Cette série est à ne pas manquer; elle élève nettement le standard littéraire moderne pour le genre fantastique. Le fait que la narration soit à la première personne donne une dynamique très originale et captivante à l’œuvre : il est plus facile d’entrer dans cet univers et de s’identifier aux personnages. Je concède que l’idée d’une université pour magiciens aie déjà été exploitée. Cependant, les études sont ici beaucoup plus ardues et périlleuses qu’à Poudlard et les systèmes de magie de ces deux mondes respectifs n’ont rien en commun. Kvothe est un personnage qui n’a rien à perdre, mis à part sa romance tumultueuse avec la belle Denna. « Le nom du vent » saura vous faire voyager : que ce soit dans la demeure d’un roi, dans les ghettos d’une mégapole hostile, dans les labyrinthes mystérieux de l’Université ou dans le monde des fées, Kvothe semble dompter toutes les situations avec ses nombreux talents.
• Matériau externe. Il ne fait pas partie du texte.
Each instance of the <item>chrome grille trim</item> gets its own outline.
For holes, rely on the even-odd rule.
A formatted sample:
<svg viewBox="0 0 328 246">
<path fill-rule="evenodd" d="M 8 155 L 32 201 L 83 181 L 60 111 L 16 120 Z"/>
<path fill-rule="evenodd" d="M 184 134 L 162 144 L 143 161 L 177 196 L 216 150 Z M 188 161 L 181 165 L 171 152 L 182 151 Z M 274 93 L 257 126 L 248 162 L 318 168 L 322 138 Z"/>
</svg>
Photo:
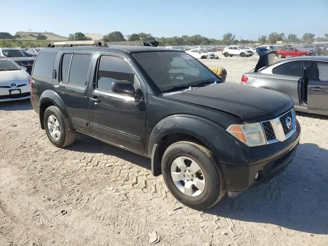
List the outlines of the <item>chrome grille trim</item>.
<svg viewBox="0 0 328 246">
<path fill-rule="evenodd" d="M 288 133 L 285 134 L 283 131 L 283 128 L 281 125 L 281 122 L 280 121 L 280 118 L 284 117 L 286 114 L 288 114 L 289 113 L 291 113 L 292 114 L 292 129 Z M 282 115 L 280 115 L 280 116 L 277 117 L 277 118 L 275 118 L 274 119 L 271 119 L 270 120 L 265 120 L 264 121 L 261 122 L 261 125 L 263 129 L 263 131 L 264 132 L 264 134 L 265 134 L 265 136 L 266 136 L 266 133 L 264 131 L 263 124 L 268 122 L 269 122 L 271 125 L 271 126 L 272 127 L 272 129 L 273 129 L 273 131 L 275 134 L 275 138 L 272 140 L 267 139 L 267 144 L 269 145 L 270 144 L 273 144 L 274 142 L 279 141 L 282 142 L 283 141 L 284 141 L 287 138 L 292 136 L 296 130 L 296 116 L 295 114 L 295 109 L 293 108 L 293 109 L 285 113 Z"/>
</svg>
L’œuvre de Rothfuss est moderne, savoureuse et non achevée; le troisième tome de cette série est attendu avec impatience.

Critique de Le Nom du Vent écrit par Patrick Rothfuss
"Cette oeuvre est à ne pas manquer si vous tenez à être à jour en matière de littérature fantastique. La narration à la première personne et les deux temps du récit donnent une dynamique très originale à cette histoire. Le système de magie est suffisament innovateur et développé pour rendre l'univers crédible. Kvothe, le personnage principal, est un étudiant à l'Université. Il veut devenir un arcaniste afin de détruire les Chandrians, des êtres mythiques et puissants qui ont décimé sa famille de bardes. Sa jeunesse difficile lui donne une formation d'acteur, de musicien, de voleur et de survivant. Kvothe bâtira lui-même sa légende à force de courage et de volonté. Au temps présent du récit, cependant, Kote l'aubergiste est un personnage presque sombre et mélancolique... pourquoi? Que contient ce coffre verrouillé à triple tour dans sa chambre et qu'en est-il des Chandrians?"